Following record highs in recent weeks, U.S. stock markets took a turn south on Thursday as previously red hot tech shares started to cool.
Stock markets that have been on fire recently may be starting to feel the crunch under the weight of their overinflated valuations. The U.S. central bank has been encouraging inflation and printing money like it is going out of fashion in order to keep the economy and markets afloat.
Stock markets see red
The stock bubble may be starting to burst however as a massive correction this week has resulted in major losses across the big bourses. The Dow Jones Industrial Average tanked nearly 800 points on Thursday while the Nasdaq Composite, which has been leading the rally, plunged around 4%. The S&P 500 tanked 3.6% from its intraweek high to 3450 points at the time of writing.

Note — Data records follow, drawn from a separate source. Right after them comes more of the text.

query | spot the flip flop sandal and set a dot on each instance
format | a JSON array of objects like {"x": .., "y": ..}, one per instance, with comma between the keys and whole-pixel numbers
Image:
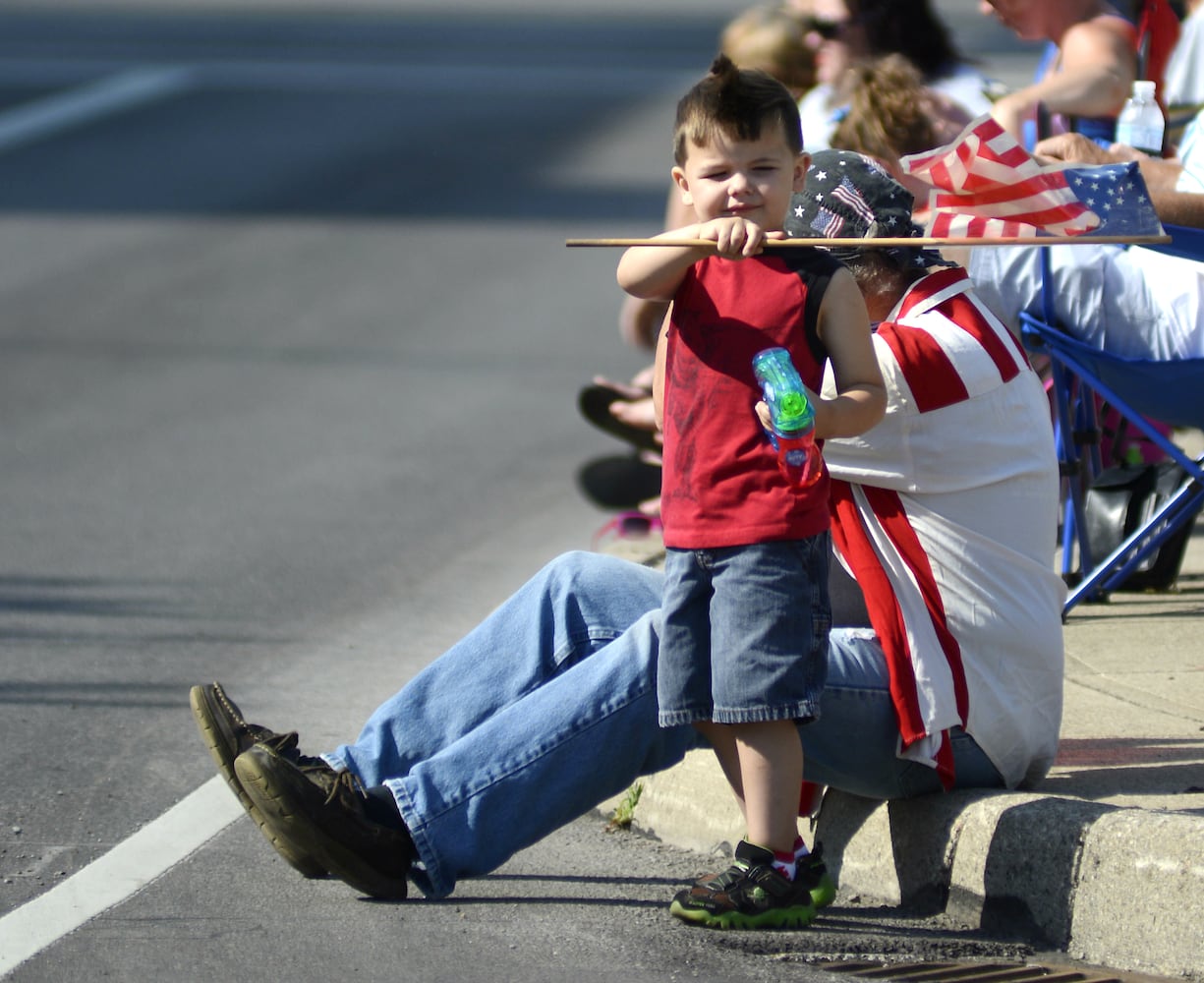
[
  {"x": 632, "y": 536},
  {"x": 595, "y": 404},
  {"x": 619, "y": 482}
]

Thursday’s declines also wiped out the weekly gains for the major averages and knocked both the S&P 500 and the Nasdaq off their record levels.
Shares of major tech companies fell broadly in after-hours trading on Thursday with Apple dumping 3%, and Facebook, Amazon, Netflix, Alphabet, and Microsoft all falling a couple of percents each. Overhyped stock such as Tesla has also taken a big hit dumping almost 20% this week according to Marketwatch.
Bankrate.com’s Greg McBride was not concerned, stating;
“Putting today’s market pullback in context, this takes the S&P 500 all the way back to where it was—wait for it—last Wednesday. Markets go up and down, not just up as we’ve seen lately.”
The latest figures on U.S. claims for unemployment benefits came out on Thursday morning, lower than previous but still worryingly high with 881,000 people filing first-time jobless claims.
As expected, stock markets in Asia also slipped on Friday with Japan’s Nikkei dropping 1%, Hong Kong’s Hang Seng falling 1.8%, South Korea’s Kospi declining as much as 2.6%, and Australia’s ASX 200 slumping 2.8%. The CSI300 index, which tracks performances on both the Shanghai and Shenzhen markets, dropped almost 2%.
In the world of forex, the greenback has ended the week mixed against a basket of currencies as demand for the reserve currency starts to dwindle.
Cable failed to hold the 1.330 threshold, as never-ending Brexit woes and trade talk tangles continue to hamper the United Kingdom.
AUD/USD and USD/CAD pairs also fell to trade at weekly lows, however the EUR/USD pair recovered some ground in a move towards 1.187.